Am heading up to North Bay this morning, about four hours’ – you guessed it – north of here. I checked the weather of course – light snow falling, clearing later. Around minus 9, all day.
Then I looked out our kitchen window, for a sort of home-grown weather report – and there was our car, covered with a thin frosting of icing sugar, and more falling from the great big sugar-shaker in the sky.
So I expect a frosty reception, up in North Bay – apart from the chill, the university has just made redundant ten senior administrators. And what will I be doing? Running a pair of meetings to finalise the scoring of academic indicators, reflecting the ‘relevance’, amongst other things, of the university’s departments and programmes. Easy, eh?
So remind me – how did I get into this?
How did you get into this, you ask, foolishly? A weak mind and an empty wallet, of course. Just like the rest of us consultants,
I have spent the last two weeks tilting at windmills – Ivory Tower types – in the southeast corner of the state.
BTW, as someone still a recent arrival to North America, you must remember that, unlike in South Africa, going north means colder, not warmer. 😉
I needed a job, yes…. and thank you for the geographic, if not moral or conceptual, compass. Norther mean colder, of course!

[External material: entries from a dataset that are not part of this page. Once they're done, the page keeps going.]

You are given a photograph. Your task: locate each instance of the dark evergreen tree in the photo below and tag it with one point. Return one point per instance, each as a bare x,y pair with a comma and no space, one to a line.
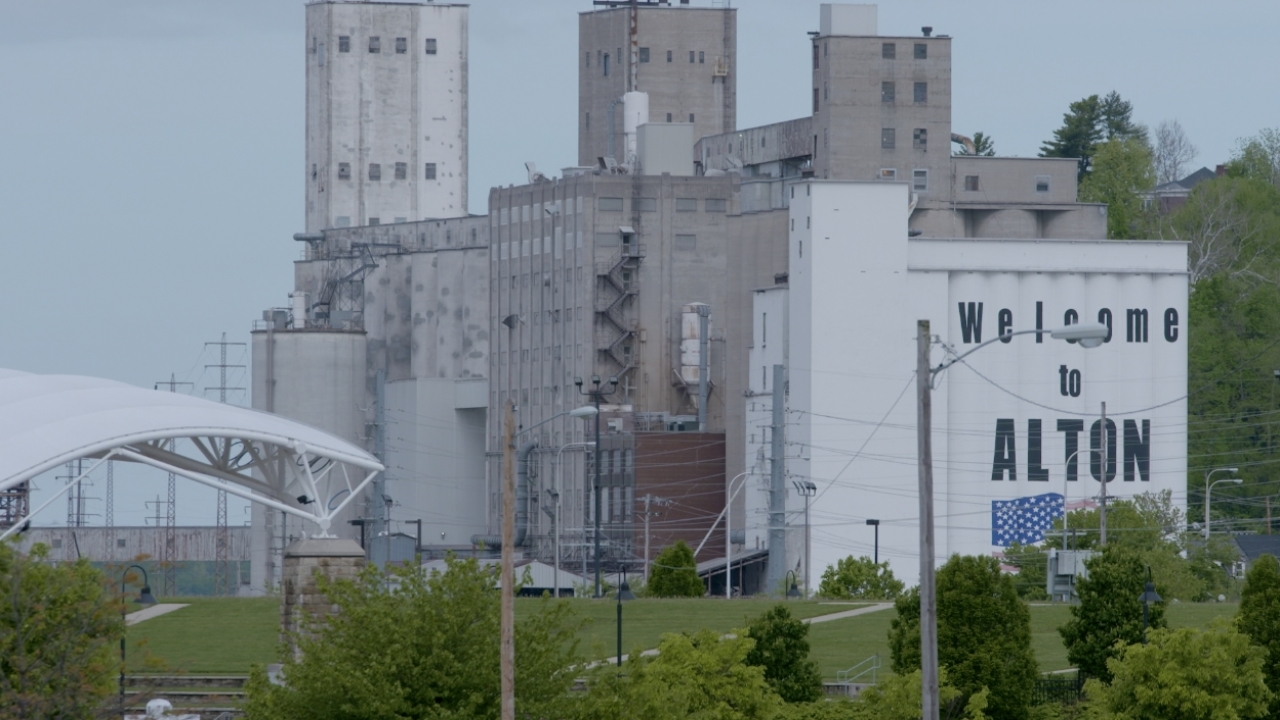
1109,611
782,648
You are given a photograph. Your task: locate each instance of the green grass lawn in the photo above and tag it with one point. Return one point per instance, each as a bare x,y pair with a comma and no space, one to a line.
647,619
211,636
227,636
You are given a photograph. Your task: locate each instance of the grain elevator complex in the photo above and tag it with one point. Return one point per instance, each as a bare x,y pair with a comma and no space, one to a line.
641,278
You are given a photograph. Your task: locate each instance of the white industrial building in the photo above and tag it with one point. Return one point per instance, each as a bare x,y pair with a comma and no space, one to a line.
1014,423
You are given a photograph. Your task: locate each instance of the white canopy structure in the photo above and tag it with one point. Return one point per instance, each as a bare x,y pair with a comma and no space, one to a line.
46,420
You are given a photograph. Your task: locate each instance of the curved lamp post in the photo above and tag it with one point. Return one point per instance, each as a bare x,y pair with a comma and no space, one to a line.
145,597
1087,335
1208,488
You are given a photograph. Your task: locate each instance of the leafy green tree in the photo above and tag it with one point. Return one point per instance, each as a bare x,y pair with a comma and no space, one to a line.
984,637
675,573
1258,618
782,648
1120,172
1109,611
408,645
699,675
59,625
1184,674
982,146
1089,122
859,579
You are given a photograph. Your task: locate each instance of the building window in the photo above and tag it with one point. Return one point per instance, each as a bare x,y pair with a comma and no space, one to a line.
920,180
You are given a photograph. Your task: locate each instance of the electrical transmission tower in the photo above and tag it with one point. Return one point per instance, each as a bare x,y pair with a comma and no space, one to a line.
222,566
170,527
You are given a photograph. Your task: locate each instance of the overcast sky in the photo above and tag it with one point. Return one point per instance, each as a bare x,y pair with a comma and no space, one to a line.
151,172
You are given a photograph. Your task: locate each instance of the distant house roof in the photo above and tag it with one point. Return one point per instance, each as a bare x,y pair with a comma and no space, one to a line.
1256,546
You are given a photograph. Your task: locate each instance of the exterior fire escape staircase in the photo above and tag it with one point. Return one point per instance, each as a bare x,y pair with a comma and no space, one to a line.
620,282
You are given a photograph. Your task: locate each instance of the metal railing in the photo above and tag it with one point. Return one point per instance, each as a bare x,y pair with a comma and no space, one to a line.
871,665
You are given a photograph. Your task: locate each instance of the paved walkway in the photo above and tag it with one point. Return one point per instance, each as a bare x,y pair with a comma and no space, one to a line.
154,611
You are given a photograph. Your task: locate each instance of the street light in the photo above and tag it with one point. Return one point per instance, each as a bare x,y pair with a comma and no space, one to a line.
876,524
145,597
792,589
807,490
1208,488
595,393
1087,335
1147,597
624,593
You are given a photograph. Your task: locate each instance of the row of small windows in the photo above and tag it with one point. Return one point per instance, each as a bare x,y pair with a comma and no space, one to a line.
888,94
375,171
602,58
375,45
888,51
650,204
919,139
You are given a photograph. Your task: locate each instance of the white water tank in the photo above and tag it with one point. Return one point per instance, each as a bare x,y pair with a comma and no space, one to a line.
635,113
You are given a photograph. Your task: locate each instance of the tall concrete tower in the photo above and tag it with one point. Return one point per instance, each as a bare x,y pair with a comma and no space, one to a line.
881,104
387,113
684,57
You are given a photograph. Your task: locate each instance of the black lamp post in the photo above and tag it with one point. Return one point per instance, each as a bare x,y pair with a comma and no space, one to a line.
792,589
145,597
595,393
624,593
1147,597
876,524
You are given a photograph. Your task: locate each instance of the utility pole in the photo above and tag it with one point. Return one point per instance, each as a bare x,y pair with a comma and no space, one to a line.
928,586
508,555
777,490
170,525
222,541
1102,510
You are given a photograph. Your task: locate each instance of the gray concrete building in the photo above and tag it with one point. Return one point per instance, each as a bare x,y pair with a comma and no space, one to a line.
684,57
387,113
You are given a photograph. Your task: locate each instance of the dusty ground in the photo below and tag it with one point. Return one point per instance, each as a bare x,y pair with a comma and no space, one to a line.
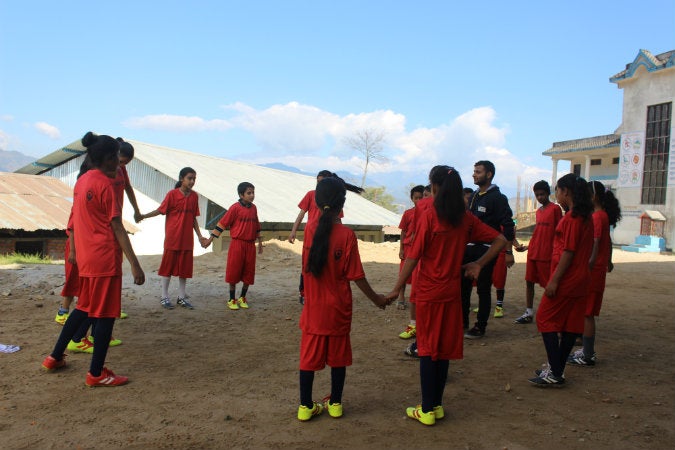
214,378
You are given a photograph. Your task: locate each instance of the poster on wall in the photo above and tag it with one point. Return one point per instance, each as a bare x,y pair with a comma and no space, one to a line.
671,159
631,159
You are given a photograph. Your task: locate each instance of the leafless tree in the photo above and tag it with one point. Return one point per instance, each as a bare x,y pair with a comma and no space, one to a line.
370,144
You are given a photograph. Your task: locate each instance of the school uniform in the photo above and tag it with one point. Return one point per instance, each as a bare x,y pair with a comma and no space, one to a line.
439,248
99,256
599,270
538,266
242,220
180,211
565,311
327,314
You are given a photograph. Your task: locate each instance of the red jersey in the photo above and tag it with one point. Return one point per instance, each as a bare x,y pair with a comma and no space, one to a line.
181,211
94,206
407,225
541,244
439,249
576,235
242,220
601,232
120,183
328,298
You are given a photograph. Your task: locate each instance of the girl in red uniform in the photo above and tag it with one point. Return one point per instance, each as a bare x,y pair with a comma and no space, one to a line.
538,266
242,220
441,235
181,207
100,239
560,317
606,214
407,232
330,260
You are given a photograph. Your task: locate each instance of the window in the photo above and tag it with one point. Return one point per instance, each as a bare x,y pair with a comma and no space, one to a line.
657,145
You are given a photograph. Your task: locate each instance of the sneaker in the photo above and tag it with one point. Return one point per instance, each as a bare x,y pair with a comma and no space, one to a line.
409,332
411,350
525,318
185,302
579,359
50,363
475,333
84,346
334,409
107,378
61,318
545,378
415,412
305,413
166,303
232,304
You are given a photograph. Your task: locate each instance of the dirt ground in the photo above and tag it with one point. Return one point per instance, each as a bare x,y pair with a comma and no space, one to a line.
213,378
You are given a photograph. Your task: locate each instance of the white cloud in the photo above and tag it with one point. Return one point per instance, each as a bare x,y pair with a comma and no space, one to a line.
183,124
48,130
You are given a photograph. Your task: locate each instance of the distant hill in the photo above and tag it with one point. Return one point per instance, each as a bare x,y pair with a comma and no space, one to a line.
10,161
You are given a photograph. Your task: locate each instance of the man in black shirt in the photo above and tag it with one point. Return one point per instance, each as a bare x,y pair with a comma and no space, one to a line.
492,208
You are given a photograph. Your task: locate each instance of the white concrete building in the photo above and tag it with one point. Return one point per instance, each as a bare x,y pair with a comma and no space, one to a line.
637,161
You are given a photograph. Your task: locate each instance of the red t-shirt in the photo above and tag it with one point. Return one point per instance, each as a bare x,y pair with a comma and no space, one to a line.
242,220
407,225
576,235
95,205
541,244
120,183
601,232
328,298
181,211
439,249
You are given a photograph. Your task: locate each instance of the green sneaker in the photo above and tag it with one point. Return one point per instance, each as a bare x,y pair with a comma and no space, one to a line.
416,412
334,409
305,413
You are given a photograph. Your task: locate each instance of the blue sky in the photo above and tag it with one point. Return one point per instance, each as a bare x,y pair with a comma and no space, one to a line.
447,82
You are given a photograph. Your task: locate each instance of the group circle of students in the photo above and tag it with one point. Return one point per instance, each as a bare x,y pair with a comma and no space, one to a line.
569,256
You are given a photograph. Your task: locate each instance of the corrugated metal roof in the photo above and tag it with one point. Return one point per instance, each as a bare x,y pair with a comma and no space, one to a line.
585,144
278,192
32,203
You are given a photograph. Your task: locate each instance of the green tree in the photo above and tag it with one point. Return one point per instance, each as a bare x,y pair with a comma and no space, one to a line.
381,197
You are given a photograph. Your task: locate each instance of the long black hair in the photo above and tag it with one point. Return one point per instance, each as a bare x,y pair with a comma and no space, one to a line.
449,197
607,200
330,198
583,205
183,172
348,186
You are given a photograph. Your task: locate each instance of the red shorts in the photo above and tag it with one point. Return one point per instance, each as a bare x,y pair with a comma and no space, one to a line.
561,313
101,297
176,263
538,272
318,350
595,292
499,272
71,288
440,332
240,262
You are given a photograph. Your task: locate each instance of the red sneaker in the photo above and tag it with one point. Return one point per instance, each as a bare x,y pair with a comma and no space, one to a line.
107,378
51,363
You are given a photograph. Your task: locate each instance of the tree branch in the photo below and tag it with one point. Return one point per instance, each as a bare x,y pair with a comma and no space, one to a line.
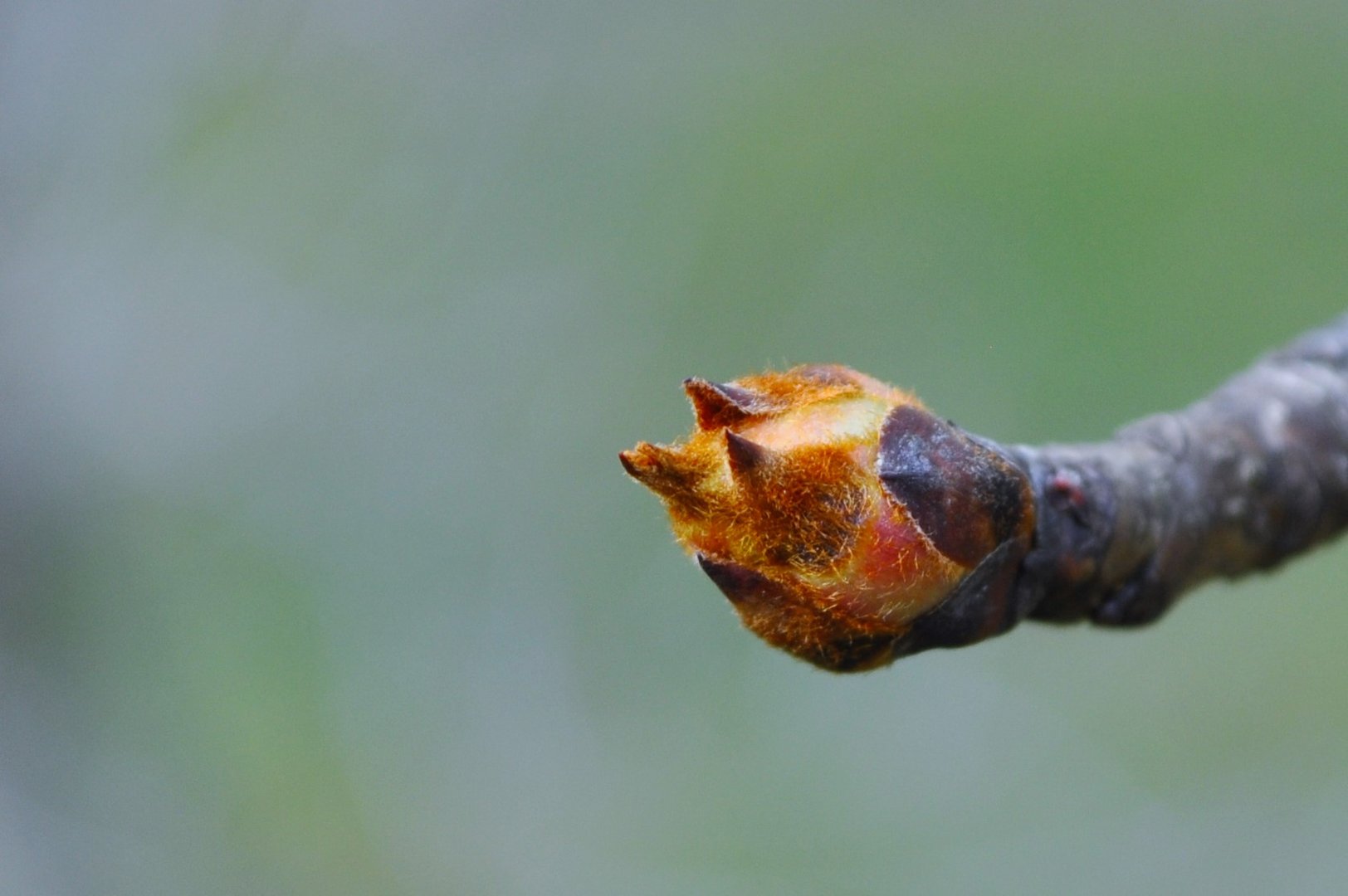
851,526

Funny how the large scale redundancies seem to come with right-wing governments. This new lot of ours are going to remove the arrangements that make HE accessible to poor people, looks as if it is the end of inclusivity. Funny/odd how our work interests still seem to align. Mine are strongly focused on the first year in HE but the reading takes me into the places that you would have gone to prepare for the meetings wrt ‘relevance’, whatever that means?